It’s been a while since traders have worried about, well, anything. As the coronavirus spreads, so too does fear. And that means we need to adjust our strategy so we can trade uncertain markets.
During 2019, the dark clouds of a nasty trade war hovered above us. Market action reflected that uncertainty in May and again in August. Who knew how the trade war was going to end? Somehow, there was always hope that a clear solution would emerge, and the trade war would end quickly.
The trade war simmered down during the fourth quarter of 2019, which was reflected in a subdued VIX. That lack of volatility allowed investors to jump in and buy stocks. As a result, the returns in 2019 were robust. Q4 was exceptional with the SPX 500 higher by 8.5% – its best quarter in two years.
However, that was then, this is now.

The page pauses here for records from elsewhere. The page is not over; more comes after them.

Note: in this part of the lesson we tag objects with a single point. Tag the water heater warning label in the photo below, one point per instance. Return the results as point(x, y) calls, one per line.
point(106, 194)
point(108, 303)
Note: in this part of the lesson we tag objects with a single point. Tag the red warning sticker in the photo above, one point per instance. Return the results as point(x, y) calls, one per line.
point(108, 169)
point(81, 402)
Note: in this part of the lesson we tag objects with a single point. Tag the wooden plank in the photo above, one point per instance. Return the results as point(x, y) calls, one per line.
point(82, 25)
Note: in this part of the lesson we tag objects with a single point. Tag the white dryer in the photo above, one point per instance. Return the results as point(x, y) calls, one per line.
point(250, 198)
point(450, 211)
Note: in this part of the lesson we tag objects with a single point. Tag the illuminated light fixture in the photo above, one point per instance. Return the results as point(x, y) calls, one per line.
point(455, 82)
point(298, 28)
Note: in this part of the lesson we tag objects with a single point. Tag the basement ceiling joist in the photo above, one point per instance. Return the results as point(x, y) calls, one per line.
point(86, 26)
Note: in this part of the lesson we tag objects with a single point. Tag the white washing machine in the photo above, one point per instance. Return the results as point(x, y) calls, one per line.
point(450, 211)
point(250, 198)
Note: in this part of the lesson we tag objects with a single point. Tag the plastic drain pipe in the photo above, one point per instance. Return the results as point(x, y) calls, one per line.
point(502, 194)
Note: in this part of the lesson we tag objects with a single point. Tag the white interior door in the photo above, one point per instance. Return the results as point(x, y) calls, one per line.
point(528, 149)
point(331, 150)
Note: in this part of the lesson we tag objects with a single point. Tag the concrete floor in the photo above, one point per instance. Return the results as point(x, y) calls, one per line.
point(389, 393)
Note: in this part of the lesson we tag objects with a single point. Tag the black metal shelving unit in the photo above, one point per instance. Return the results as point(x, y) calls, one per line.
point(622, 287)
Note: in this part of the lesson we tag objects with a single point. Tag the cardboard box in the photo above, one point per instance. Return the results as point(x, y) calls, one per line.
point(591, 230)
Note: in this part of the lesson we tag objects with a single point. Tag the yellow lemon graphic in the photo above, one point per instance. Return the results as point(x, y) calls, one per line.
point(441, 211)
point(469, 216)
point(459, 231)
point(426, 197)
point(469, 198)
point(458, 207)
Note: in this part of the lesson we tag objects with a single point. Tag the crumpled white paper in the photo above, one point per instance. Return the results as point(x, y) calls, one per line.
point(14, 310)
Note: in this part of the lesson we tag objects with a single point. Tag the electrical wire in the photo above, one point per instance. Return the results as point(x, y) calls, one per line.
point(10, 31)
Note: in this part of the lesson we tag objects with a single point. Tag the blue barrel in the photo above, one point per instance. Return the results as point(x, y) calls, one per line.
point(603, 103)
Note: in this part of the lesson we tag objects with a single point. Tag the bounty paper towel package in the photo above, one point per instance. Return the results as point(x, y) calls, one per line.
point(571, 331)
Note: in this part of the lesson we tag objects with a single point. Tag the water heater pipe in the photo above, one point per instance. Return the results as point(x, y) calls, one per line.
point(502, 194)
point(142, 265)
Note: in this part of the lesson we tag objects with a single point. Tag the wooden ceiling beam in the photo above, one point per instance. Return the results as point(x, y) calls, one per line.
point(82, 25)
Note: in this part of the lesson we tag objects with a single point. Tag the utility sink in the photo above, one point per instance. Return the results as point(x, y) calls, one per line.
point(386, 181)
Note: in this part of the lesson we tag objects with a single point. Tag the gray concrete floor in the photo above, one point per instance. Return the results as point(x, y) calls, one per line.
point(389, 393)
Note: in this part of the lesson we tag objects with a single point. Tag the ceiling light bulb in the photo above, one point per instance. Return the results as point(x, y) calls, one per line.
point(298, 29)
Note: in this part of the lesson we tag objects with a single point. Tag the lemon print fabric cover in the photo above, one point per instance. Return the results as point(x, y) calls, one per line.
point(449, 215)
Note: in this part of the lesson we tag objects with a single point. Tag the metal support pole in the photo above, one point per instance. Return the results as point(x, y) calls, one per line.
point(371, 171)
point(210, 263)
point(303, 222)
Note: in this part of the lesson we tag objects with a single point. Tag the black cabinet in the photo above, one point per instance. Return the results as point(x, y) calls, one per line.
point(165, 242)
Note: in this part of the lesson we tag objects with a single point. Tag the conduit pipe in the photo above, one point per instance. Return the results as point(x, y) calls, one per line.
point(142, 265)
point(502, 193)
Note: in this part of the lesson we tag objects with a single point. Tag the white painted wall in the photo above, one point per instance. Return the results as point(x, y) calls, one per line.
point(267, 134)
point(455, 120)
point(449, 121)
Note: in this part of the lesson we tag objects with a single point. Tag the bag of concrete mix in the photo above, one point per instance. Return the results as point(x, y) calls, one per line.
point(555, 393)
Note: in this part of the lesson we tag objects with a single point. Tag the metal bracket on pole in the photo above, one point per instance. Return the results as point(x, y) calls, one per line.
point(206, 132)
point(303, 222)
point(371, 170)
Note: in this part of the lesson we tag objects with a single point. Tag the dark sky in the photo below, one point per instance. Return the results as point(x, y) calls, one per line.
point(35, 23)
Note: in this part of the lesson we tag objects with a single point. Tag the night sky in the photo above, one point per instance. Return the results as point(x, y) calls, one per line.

And when there is no clear solution, we become fearful.
How to trade uncertain markets
Now we have a new crisis to consider, and no – it’s not impeachment. (It should be a concern, though many seem to believe they know the outcome). Our new concern is the rapid spread of the coronavirus. Thousands are infected, the number of deaths keep growing, and no one knows how it spreads or how to contain it.
Based on past epidemics (like SARS), we know the coronavirus will eventually be contained. So why are the markets so fearful?
We don’t know how this will play out, and we do know that it’s disrupting global travel and trade. That uncertainty is a good excuse to sell. With markets up sharply in Q4 last year, it’s a great time to take a few chips off the table and sock away some profits. The markets are not going anywhere.
When the news breaks that the coronavirus has been contained, money will pour back into the markets.